Darren Aronofsky's "Requiem for a Dream" is one of the most visceral movies of all time. The film sucks the viewer into the characters' experiences with spine-tingling, gut-wrenching sensory overload. The film simulates some of the most over-stimulating feelings in the world — heroin, speed, grief, and orgasm.

The director uses split screens in "Requiem for a Dream" as a multi-faceted cinematic device. "At the beginning of the film, I have two main stories and I wanted to differentiate them because I wanted to show both of their subjective perspectives and experiences," Aronofsky revealed to Indiewire. The filmmaker is referring to Harry, a heroin addict, and his mother, a woman glued to her television set who gets hooked on prescription diet pills.

The split screens were useful for more than just following two characters at once. They could also be used to depict simultaneous sensory experiences. When Harry takes drugs, one frame shows the dilation of his pupil, another the draining of a loaded needle. These sensations are experienced simultaneously by the audience and character alike.

This device also came in handy during a tender scene between Harry and his girlfriend Marion. It was important to Aronofsky that when he showed a couple in bed, the scene would not follow the same repetitive patterns of other films. "When you see sex scenes in movies, they suck. It's a low-risk version of pornography," he explained. "And I needed to do a love scene and I wanted to do something that hadn't been done before, so I decided to do something that I was using stylistically elsewhere to help express the tenderness." The scene does just that — extreme close-up shots show fingers caressing flesh, lips grazing fingers, and the gaze in a lover's eye all at once.

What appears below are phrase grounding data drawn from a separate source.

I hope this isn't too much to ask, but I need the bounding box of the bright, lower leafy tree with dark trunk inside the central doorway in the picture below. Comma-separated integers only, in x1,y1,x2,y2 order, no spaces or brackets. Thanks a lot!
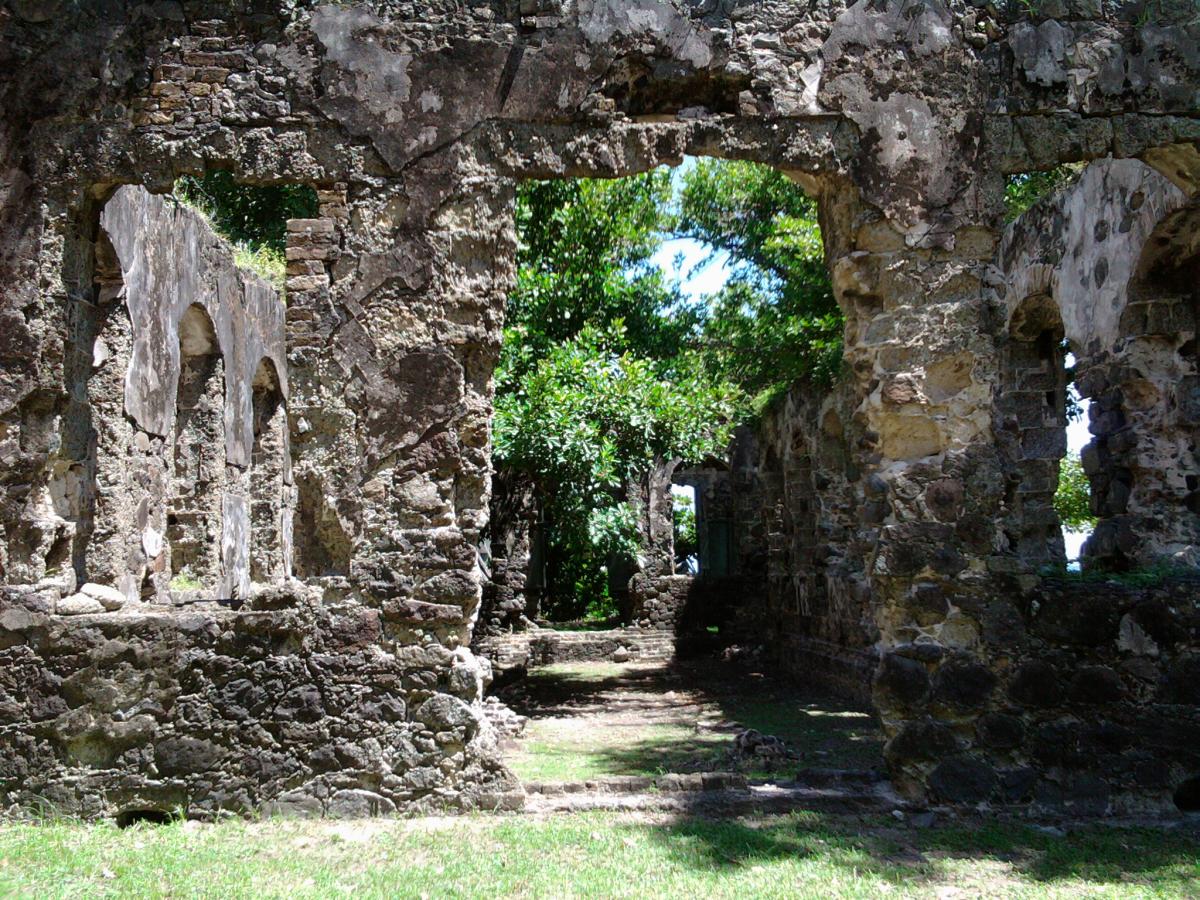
493,320,737,618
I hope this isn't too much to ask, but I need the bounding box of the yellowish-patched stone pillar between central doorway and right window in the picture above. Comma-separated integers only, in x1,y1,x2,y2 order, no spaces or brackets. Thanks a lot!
829,192,1020,798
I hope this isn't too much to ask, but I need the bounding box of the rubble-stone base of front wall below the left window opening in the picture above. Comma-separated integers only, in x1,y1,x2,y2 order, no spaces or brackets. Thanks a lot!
0,588,520,817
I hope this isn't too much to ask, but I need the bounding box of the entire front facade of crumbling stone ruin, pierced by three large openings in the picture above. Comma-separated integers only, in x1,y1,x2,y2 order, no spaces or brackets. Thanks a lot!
0,0,1200,815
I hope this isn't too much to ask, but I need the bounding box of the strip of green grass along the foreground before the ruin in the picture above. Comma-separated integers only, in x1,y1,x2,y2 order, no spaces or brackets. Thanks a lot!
0,814,1200,899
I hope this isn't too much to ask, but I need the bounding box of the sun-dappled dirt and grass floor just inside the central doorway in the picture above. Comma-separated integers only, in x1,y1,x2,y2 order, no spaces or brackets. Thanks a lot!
502,661,881,782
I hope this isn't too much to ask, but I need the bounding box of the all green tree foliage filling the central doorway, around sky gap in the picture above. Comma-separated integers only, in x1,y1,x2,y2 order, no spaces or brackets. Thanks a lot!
494,161,842,618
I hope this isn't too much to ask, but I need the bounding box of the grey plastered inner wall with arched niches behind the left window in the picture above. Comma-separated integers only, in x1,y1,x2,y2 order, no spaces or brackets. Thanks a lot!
21,186,292,610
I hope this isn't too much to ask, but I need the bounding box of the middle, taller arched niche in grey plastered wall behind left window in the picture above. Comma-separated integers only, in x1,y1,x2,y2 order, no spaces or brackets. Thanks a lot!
167,306,226,594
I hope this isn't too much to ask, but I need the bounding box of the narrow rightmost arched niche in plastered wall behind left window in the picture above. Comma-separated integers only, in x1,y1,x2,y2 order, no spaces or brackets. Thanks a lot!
250,359,292,583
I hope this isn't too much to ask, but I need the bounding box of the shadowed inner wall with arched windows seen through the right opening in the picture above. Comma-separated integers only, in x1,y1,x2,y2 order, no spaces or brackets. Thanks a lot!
997,160,1200,568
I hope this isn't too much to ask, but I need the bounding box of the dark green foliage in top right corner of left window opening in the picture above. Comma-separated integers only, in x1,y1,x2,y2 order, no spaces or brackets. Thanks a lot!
175,172,318,253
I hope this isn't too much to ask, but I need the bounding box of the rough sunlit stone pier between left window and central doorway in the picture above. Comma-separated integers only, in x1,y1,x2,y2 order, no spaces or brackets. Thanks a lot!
288,163,515,646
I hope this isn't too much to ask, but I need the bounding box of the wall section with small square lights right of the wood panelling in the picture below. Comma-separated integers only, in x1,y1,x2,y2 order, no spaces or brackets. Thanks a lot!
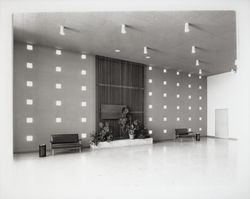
144,67,207,141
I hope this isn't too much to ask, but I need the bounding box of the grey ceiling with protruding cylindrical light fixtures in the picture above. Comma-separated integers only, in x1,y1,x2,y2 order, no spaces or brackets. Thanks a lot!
13,11,236,76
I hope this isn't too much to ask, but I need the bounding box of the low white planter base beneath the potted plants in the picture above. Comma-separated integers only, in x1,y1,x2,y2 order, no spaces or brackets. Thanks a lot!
90,138,153,149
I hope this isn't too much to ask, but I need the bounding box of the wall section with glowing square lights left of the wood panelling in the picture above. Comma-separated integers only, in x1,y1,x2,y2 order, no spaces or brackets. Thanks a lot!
13,42,95,152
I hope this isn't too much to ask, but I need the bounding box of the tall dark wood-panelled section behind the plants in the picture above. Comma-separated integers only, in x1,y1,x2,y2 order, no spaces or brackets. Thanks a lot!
96,56,145,140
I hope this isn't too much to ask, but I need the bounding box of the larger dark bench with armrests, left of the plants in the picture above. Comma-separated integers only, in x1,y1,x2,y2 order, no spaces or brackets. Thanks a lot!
50,134,82,155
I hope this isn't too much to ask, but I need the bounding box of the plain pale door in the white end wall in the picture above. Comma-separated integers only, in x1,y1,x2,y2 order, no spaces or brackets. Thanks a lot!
215,109,228,138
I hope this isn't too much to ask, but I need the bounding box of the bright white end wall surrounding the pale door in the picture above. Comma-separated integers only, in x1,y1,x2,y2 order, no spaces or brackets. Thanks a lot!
207,72,241,138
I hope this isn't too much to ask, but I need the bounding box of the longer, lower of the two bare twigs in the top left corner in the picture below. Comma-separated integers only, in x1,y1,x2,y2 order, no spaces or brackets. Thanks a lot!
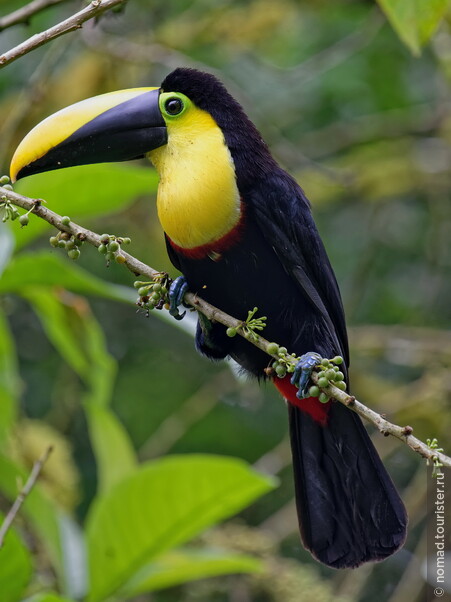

And He Used A Split Screen To Do It

The split screens in "Requiem for a Dream" show multiple points of view and sensations at once, but this wasn't Aronofsky's only intention. He also used a split screen to depict the dissonance between Harry and Marion, even in their most intimate moment. "I thought about this; they're apart even though they are connecting and touching each other," he explained.

Even though it's a tender scene between lovers on the surface, Harry and Marion are never shown in the same frame, suggesting that they are in totally different worlds. They may enjoy touching each other, seeing each other, and feeling beautiful in the reflection of each other's eyes, but ultimately they are alien to one another. Like many addicts, their drug use leads them to lie to themselves and to each other.

"My last favorite sex scene was in 'The Player,' and that was sort of my goal: to make a sex scene that wasn't the same old s***," Aronofsky revealed. Director Robert Altman did not use a split screen, but he did use a very intimate scene to demonstrate just how disconnected the two lovers were — a man whispers a murder confession to a woman in the throes of sexual passion and she responds by saying she loves him. This tension is punctuated by the sound of crescendoing drum music.

Aronofsky took inspiration from a classic film and reinterpreted it in a totally unique and contemporary way. His use of the split screen was completely revolutionary and would go on to inspire films like Gaspar Noe's "Vortex." To successfully depict the subjective experience of multiple characters at once purely through cinematic devices is a powerful thing, and Aronofsky managed to accomplish it in his sophomore film — a truly major achievement.